OAuth2 Token Debugger - Decode Tokens & Parse Auth URLs
Free online OAuth2 token debugger. Decode JWT access tokens and id tokens, parse OAuth2 authorization URLs, and inspect OIDC parameters.
What Is an OAuth2 Token Debugger?
An OAuth2 Token Debugger is a developer tool for inspecting OAuth2 and OpenID Connect (OIDC) authentication flows. It can decode JWT-format access tokens and ID tokens to reveal their header and payload claims, and it can parse OAuth2 authorization URLs to extract parameters like client_id, redirect_uri, scope, response_type, state, and PKCE challenges. This makes it easier to troubleshoot authentication issues, verify token contents, and understand authorization request parameters during development.
How to Use the OAuth2 Token Debugger
- Select the 'Decode Token' tab to inspect a JWT token, or 'Parse Auth URL' to analyze an authorization URL.
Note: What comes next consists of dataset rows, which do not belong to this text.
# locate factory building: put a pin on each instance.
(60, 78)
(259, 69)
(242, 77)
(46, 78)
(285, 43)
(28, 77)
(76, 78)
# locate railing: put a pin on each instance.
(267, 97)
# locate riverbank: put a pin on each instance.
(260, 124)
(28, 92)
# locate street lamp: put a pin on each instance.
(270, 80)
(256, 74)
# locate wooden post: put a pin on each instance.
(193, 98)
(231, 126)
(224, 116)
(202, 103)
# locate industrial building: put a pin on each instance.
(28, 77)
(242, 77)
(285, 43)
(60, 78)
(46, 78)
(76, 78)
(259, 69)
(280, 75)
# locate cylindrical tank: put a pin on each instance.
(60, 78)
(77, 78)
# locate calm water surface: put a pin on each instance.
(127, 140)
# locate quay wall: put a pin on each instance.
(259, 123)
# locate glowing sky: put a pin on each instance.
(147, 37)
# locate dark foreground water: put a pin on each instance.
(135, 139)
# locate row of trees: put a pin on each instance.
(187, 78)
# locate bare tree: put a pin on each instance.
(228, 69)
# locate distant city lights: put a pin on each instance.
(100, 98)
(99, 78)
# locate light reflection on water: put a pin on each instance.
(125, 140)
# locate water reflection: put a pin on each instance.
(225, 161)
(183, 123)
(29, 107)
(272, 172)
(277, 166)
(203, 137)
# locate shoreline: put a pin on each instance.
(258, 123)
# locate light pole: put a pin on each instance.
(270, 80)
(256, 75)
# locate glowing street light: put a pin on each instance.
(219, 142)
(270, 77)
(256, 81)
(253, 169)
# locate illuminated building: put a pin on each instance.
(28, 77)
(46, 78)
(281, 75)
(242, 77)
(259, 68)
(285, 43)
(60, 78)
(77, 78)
- For token decoding, paste your access_token or id_token. The tool decodes the JWT header and payload and displays them as formatted JSON.
- For URL parsing, paste a full OAuth2 authorization URL (e.g., from your browser address bar during a login flow).
- The URL parser extracts and labels all query parameters, highlighting known OAuth2 parameters like client_id, scope, and PKCE fields.
- Review the extracted information to verify your OAuth2 configuration is correct.
Common Use Cases
- Debugging Login Flows — When an OAuth2 login flow fails, paste the authorization URL to verify that client_id, redirect_uri, and scope parameters are set correctly.
- Inspecting ID Tokens — After an OIDC authentication, decode the id_token to verify the user's identity claims such as email, name, and audience.
- PKCE Verification — Check that your authorization request includes the correct code_challenge and code_challenge_method parameters for PKCE flows.
- Token Scope Validation — Decode access tokens to verify that the granted scopes match what your application requested and needs.
FAQ
What types of tokens can this tool decode?
This tool can decode any JWT (JSON Web Token) format token, which includes most OAuth2 access tokens and all OIDC ID tokens. Opaque tokens (random strings without JWT structure) cannot be decoded as they contain no readable claims.
What is PKCE and why do I see code_challenge in the URL?
PKCE (Proof Key for Code Exchange) is a security extension for OAuth2 that prevents authorization code interception attacks. The code_challenge parameter in the authorization URL is a hashed version of a secret that the client will later prove it knows during the token exchange.
Why is the state parameter important in OAuth2?
The state parameter is a CSRF protection mechanism. Your application generates a random value, includes it in the authorization request, and verifies it matches when the user is redirected back. This prevents attackers from forging authorization responses.